An unequal game: A six too many but who’s complaining

Mumbai: At no stage during Sunrisers Hyderabad’s run chase of 244 against Mumbai Indians on Wednesday night did they fall behind. No one blinked when they emerged as winners with eight balls to spare. A little over half way through IPL 2026, 200-plus totals have already been chased down a record 10 times. This is the season where what was once considered unfathomable has become the norm.

Sunrisers Hyderabad's Heinrich Klaasen plays a shot against Mumbai Indians at the Wankhede Stadium. (AP)
Sunrisers Hyderabad’s Heinrich Klaasen plays a shot against Mumbai Indians at the Wankhede Stadium. (AP)

With new chasing records being upstaged every night – targets of 265, 244, 229 runs have been achieved over the last five days – seasoned cricket watchers, some players and coaches themselves have been wracking their brains over how to address the bat-ball imbalance. SRH bowling coach Muttiah Muralitharan was asked if longer boundaries could be the answer after their win against the Mumbai Indians.

“I don’t think pushing the boundary (back), when the bowler is flying over the ropes everywhere (is the answer),” Murali said.

“(Boundary) lines are not the thing; it’s the wickets. But then the spectators will say it’s becoming boring. 20-20 followers like entertainment. They want to see fours and sixes. That’s why the tournament is built like that. It’s entertainment. This is not looking at developing cricket. It is a big business at the moment.”

It was the most chilling admission from the game’s highest Test wicket-holder. You could also view Muralitharan’s views as a pragmatic take on the direction the game was taking.

The Sri Lankan is not just another cricketer from yesteryear talking. He played in 40 IPL matches and has constantly served in a coaching capacity. The Wankhede, Eden Gardens, and Chinnaswamy have been high scoring, short-boundary stadiums from the beginning. The spin legend argues that the batting aggression, increased tempo, and more fours and sixes in play are a direct consequence of the Impact Player rule.

Adding an extra batter to the lineup has freed batting strategies from the conventional wicket conservation mindset. When captains and coaches raised the matter of bowlers and all-rounders’ left at a significant disadvantage before the season, IPL authorities gave their verdict – the rule was here to say, at least till 2027; that’s the remainder of the commercial cycle. Muralitharan merely relayed those facts in an unvarnished manner.

IPL’s status as the most commercially attractive sports and entertainment property in India has remained unchallenged. That’s because it has been able to bring newer audiences to the game including more female fans. As per SYNCMEDIA’s panel which recently tracked cross-media exposure and downstream behaviour across 88 million adults (18+) in India’s top six metros, OTT audience lift among 18-24 year-olds during IPL was 68% – the highest of any age group by a wide margin.

This is a new young spending class that would know very little about Muralitharan’s Test heroics. They can appreciate Virat Kohli’s brilliance only because he has strived to reinvent his T20 game. They are captivated by the hitting arc of Vaibhav Sooryavanshi and Abhishek Sharma.

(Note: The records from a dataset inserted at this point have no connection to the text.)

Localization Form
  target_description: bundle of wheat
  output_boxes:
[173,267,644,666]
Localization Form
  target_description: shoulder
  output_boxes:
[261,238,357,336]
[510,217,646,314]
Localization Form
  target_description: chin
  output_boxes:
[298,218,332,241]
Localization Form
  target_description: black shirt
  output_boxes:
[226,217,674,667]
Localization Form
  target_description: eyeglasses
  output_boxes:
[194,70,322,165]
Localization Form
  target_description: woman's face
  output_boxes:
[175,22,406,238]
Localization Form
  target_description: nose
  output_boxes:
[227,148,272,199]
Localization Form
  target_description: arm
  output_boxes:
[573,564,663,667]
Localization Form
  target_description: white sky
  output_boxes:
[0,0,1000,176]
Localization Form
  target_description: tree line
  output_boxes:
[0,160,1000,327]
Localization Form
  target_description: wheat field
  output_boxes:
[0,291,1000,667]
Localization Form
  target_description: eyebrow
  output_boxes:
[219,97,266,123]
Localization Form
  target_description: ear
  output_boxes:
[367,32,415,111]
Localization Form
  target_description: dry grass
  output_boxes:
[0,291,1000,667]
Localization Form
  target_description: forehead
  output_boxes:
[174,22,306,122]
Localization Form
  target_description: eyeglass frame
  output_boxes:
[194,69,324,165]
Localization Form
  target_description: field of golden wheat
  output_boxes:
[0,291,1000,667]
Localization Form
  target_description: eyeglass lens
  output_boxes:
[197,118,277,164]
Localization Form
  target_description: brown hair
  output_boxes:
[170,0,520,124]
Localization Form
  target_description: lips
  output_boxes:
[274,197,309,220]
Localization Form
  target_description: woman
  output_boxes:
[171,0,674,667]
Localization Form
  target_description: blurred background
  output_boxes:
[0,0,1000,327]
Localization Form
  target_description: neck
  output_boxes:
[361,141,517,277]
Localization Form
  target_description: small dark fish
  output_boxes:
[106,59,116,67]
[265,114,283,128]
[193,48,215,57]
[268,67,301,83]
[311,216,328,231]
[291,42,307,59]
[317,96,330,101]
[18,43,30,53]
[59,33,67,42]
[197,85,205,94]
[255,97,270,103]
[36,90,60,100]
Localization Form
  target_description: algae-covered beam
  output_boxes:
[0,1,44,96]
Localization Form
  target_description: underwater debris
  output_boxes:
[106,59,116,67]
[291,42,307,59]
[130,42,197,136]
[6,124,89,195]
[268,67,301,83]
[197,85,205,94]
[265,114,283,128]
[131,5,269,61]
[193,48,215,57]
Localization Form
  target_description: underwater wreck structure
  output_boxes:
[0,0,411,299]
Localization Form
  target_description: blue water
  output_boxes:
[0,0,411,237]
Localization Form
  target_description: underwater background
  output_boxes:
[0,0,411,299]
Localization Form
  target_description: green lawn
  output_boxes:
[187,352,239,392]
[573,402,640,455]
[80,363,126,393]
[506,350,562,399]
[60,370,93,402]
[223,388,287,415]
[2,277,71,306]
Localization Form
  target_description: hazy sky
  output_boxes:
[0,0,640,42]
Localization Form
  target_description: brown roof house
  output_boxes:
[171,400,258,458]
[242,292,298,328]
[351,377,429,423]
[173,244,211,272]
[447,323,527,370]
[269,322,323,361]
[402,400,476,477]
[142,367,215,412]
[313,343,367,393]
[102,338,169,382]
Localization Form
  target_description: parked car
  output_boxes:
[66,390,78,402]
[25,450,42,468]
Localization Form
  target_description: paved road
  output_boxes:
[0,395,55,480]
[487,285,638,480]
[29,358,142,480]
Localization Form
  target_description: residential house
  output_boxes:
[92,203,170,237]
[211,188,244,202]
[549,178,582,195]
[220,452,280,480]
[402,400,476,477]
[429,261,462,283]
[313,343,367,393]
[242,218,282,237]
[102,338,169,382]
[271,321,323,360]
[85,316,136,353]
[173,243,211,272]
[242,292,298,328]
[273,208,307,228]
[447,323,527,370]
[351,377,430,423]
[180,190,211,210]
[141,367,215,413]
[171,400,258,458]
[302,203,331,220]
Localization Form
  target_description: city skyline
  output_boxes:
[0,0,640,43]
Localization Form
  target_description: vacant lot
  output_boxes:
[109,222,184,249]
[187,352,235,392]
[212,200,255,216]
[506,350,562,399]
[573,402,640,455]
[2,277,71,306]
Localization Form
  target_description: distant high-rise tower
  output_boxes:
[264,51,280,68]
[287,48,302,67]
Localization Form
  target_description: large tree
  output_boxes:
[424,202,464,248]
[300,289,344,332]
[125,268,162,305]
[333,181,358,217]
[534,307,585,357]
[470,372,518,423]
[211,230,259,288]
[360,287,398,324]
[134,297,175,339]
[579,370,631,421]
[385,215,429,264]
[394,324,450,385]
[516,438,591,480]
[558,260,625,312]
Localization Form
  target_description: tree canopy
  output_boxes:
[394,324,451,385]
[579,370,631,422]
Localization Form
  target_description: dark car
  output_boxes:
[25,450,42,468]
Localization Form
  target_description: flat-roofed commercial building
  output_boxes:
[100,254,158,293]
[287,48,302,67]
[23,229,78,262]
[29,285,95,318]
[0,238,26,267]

One might find watching too many boundaries boring. Some coaches have complained of the lopsided nature of bat-ball contests. That being so, IPL squads are evenly matched and barring a team or two having a nightmare of a season, most sides have equal resources to take contests deep. Until there is a measurable indicator of spectators or viewers being drawn away by too many boundaries, there won’t be any course correction.

“Over a period, bowlers will try to adapt,” said Muralitharan. “It will take some time. Sunrisers started this (fast paced) game, now everyone is adapting. So now the bowlers will go back on how we can contain and come with something else. This is the way modern cricketers are going…people adjust to the conditions.”

This IPL, Bumrah looks competently spent. When he was in peak bowling form during the T20 World Cup, his 6-run over, India’s 18th while defending 45 runs off 18 balls at the same Wankhede stadium against England in the semi-final was Hall of Fame material.

When asked if he or Shane Warne would have found success in this era, Muralitharan said, “We would have turned (the ball), but we would not have made a big dent. We would have turned (the ball), we could have gotten like one or two wickets. Maybe they would have scored 40 runs easily because the wickets are so good and you need about three-four bowlers like that to contain (the total) to less than 200.”

The fear is that with four years of watching T20 cricket in the Impact Player era, cricket fans may have become accustomed to Powerplays at breakneck speeds. Will they be able to appreciate the changed canvas when bowlers occasionally hold sway as they do in T20Is? And where would that leave viewers when it comes to adjusting back to the ODI and Test match tempo?

If the unhindered encouragement of run fests is coming at the cost of other cricket, which, for now, is equally spread across the sporting calendar is a matter for the authorities to ponder.